Entre pleurs et déni

« Tout s'effondre », admet Alice qui intime à son mari de ne pas pleurer avant de recevoir le diagnostic officiel. Une foule de questions s'abat sur la jeune femme, alors âgée de 26 ans : « Pourquoi ça tombe sur nous ? Vais-je devoir arrêter de travailler ? Que va devenir ce bébé ? A quoi ressemblera sa vie ? Va-t-il subir du harcèlement, des moqueries ?... ». Si Alice entre dans une forme de déni, Vincent se réfugie dans les pleurs alors que leurs proches sont  sur le seuil de la maternité pour rencontrer le nouveau-né. « On ne répondait à personne », se souvient Alice. Le lendemain, deuxième coup de massue : la suspicion de trisomie 21 est confirmée. « C'est un tsunami émotionnel », raconte la jeune mère qui peine à prendre Isaac dans ses bras et se surprend, honteusement, à le trouver laid. 

Un stress post-traumatique

Huit ans après la naissance de Louise, Caroline Boudet parvient encore difficilement à raviver le souvenir de cette même annonce. Ce sont « les yeux gonflés » de sa fille qui l'alertent en premier. Malgré une visite rassurante de la pédiatre juste après l'accouchement, notifiant une absence de signes extérieurs de trisomie 21 (hypotonie, pli palmaire transverse unique), Caroline, inquiète, insiste pour des examens approfondis. Après une prise de sang avec caryotype, le diagnostic tombe, comme une déflagration. « Je me revois dans la chambre de la maternité, avec mon mari et notre fils aîné. J'ai vu la pédiatre et la sage-femme, leurs deux visages, puis j'ai compris ». Comme Alice, Caroline est submergée par une multitude d'interrogations qu'aucune réponse ne parvient encore à apaiser.  « Je l'ai su plus tard mais j'ai vécu ce qu'on appelle un 'phénomène de dissociation', lié à un syndrome de stress post-traumatique », explique-t-elle. Passé le choc, elle entame un processus de « deuil de l'enfant idéalisé » et du monde qu'elle avait imaginé pour lui. Elle bénéficie pour cela d'un soutien psychologique proposé par la maternité et de la bienveillance de ses proches. « Je ne connaissais aucune personne trisomique, j'en avais une représentation négative », se souvient la jeune mère, qui ressent alors « énormément de culpabilité ». Peur de ne pas être capable d'aimer son enfant, peur du regard des autres, peur de l'avenir… « Or, par la connaissance, la peur s'efface », reconnaît Alice Drisch.

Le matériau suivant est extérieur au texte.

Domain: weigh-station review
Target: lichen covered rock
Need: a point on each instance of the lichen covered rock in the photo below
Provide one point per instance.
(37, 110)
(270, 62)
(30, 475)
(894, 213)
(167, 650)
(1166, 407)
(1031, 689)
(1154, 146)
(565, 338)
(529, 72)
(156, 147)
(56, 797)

Une « désinformation » du corps médical

Et cette peur est, selon elle, entretenue par une « désinformation », notamment au sein du corps médical. Si l'image du handicap a globalement « positivement évolué ces dernières années », l'annonce du diagnostic n'en reste pas moins encore une douloureuse épreuve pour les parents. « Il existe des procédures médicales pour annoncer le diagnostic », rappelle Bernadette Céleste, membre du conseil d'administration de trisomie 21 France, notamment des recommandations de la Haute autorité de santé (HAS) qui a publié en 2020 un Protocole national de diagnostic et de soins (PNDS). « Il est fortement recommandé que l'annonce soit réalisée en binôme, par le prescripteur de l'analyse génétique et un médecin généticien, et si possible en présence d'un(e) psychologue et des deux parents. Il est bien entendu hautement souhaitable que la personne qui fait l'annonce ait une expérience directe des personnes avec trisomie 21 », peut-on lire dans ce document officiel, normalement fourni aux professionnels concernés (gynécologue-obstétricien, sage-femme échographiste, généticien, pédiatre, psychologue…). Or c'est là que le bât blesse, selon Alice Drisch. « Le personnel médical ne nous a apporté aucune connaissance. Un pédiatre m'a même confié qu'en douze ans d'études il a bénéficié d'une seule après-midi de formation sur le handicap », poursuit-elle. Outre les connaissances techniques, le choix des mots employés est essentiel, « puisque c'est ce que vont retenir les parents à l'instant T », ajoute Bernadette Céleste.

Une ligne d'écoute gratuite

Hasard de la vie, Alice et Vincent rentrent de maternité en plein confinement, une période propice au rapprochement pour le couple et son nourrisson. « On a pris conscience que ça n'était finalement pas si insurmontable et que ça nous ouvrirait les portes d'une parentalité plus douce ». Investie sur les réseaux sociaux pour partager son histoire, la jeune femme reçoit des dizaines de témoignages similaires, de mères pour la plupart, démunies lors d'un diagnostic pré ou post-natal. Face à une demande criante, elle décide de prendre les appels sur son temps personnel, le soir en rentrant du travail. A l'autre bout du fil, certaines femmes sont en pleurs, désemparées. « Elles ont juste besoin de se confier », reconnaît Alice. Face au manque de réponse institutionnelle, lui vient alors une idée, celle de fonder une association dédiée à l'accompagnement des familles à ce moment précis du diagnostic, via une ligne téléphonique gratuite, ouverte à tous les francophones : 09 86 87 21 01. Un an et demi après sa création, M21 pour « Merveille 21 » a déjà recueilli les appels de 57 familles, de toute la France et toutes les catégories socio-professionnelles.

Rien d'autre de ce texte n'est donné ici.